Assam has a history dating back to the Vedic age. The modern name of the province Assam is actually of quite recent origin. Prior to the advent of the Ahom, this land is known as PRAGJYOTISHPURA or the “City of Eastern Light”. It is also commonly known as “Kamrupa”in the medieval age. It is said that the kingdom of Pragjyotishpura was made up of what now constitutes modern Assam and a great part of northern and eastern Bengal.

The word Assam is an offshoot of a Sanskrit word “ASOM” which means “Unparalleled” or “Peerless”. Assam and the North Eastern States are connected with rest of India via a narrow strip in west Bengal known as Siliguri strip or the Chicken Neck. Nestled in the heart of India’s north-eastern region, Assam covers a territory of 78,523 square kilometers, roughly a fourth of it comprising rugged hills and the rest verdant alluvial plans. The Arunachal hills emerge along its northern limit and bend sharply at its northeastern border. Nagaland and Manipur touch the eastern boundary and the Mizoram hills abruptly rise from its southern extreme. Bangladesh lies in the west sharing Assam’s western border with Meghalaya and Tripura. The international border of the region runs in a manner which leaves only a narrow strip in the sub mountain region of the Himalayas as that opens out to the Indian mainland.

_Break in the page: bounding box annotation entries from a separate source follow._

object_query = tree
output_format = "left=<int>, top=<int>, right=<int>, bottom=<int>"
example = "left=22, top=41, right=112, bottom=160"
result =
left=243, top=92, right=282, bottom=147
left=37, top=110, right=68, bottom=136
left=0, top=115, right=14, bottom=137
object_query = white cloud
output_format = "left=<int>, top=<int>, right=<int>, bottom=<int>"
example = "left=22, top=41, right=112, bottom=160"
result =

The alluvial Brahmaputra valley commands the lion’s share of the territory. The magnificent flow of the mighty river Brahmaputra, reckoned amongst the world’s most majestic rivers, is naturally the most striking feature of the valley. Fed by more than a hundred tributaries flowing down the surrounding hills, the river sweeps gracefully through the entire length of the valley.
After a 724 kms sweep through Assam, it turns south beyond Meghalaya to meet the Ganges. The North bank tributaries, debouching abruptly to the valley and obstructed by their own alluvial fans, branch out and form ox-bow lakes before picking up the erring streams again. The Brahmaputra itself is highly braided due to low gradient and tends to form river islands. The largest of them, Majuli (929 sq. kms) is said to be the world’s largest.

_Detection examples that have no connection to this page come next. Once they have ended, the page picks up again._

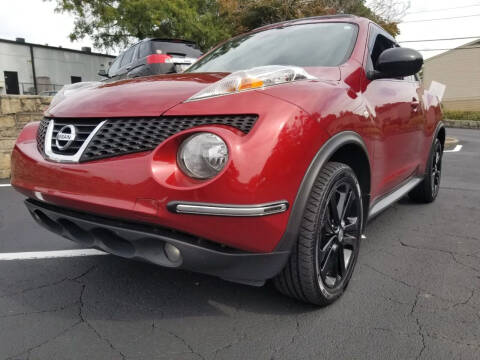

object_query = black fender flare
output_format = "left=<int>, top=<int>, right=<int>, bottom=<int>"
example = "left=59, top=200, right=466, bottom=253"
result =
left=432, top=120, right=447, bottom=147
left=275, top=131, right=371, bottom=251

Assam’s human landscape is no less colourful and varied than her physiography. She has from time immemorial been the meeting ground of diverse ethnic and cultural streams. Through the long columns of history, people of different races and ethnology have migrated into this land and merged into a common harmonious whole in a rare process of fraternization and assimilation. 
Human footprints in the land have been traced to the Early Stone Age. The Copper Bronze and Iron Age cultures of Assam are however, yet to be dug out. The earliest footprints were those of Austric aborigines who later made room for the pre-Dravidians too. The eastern flood gates were finally opened for the successive Mongoloid waves, which almost totally engulfed the land by the time of the Vedas. Most of the present Northeastern tribes are offspring’s of those Mongoloids or the Kiratas as the Vedas chose to call them.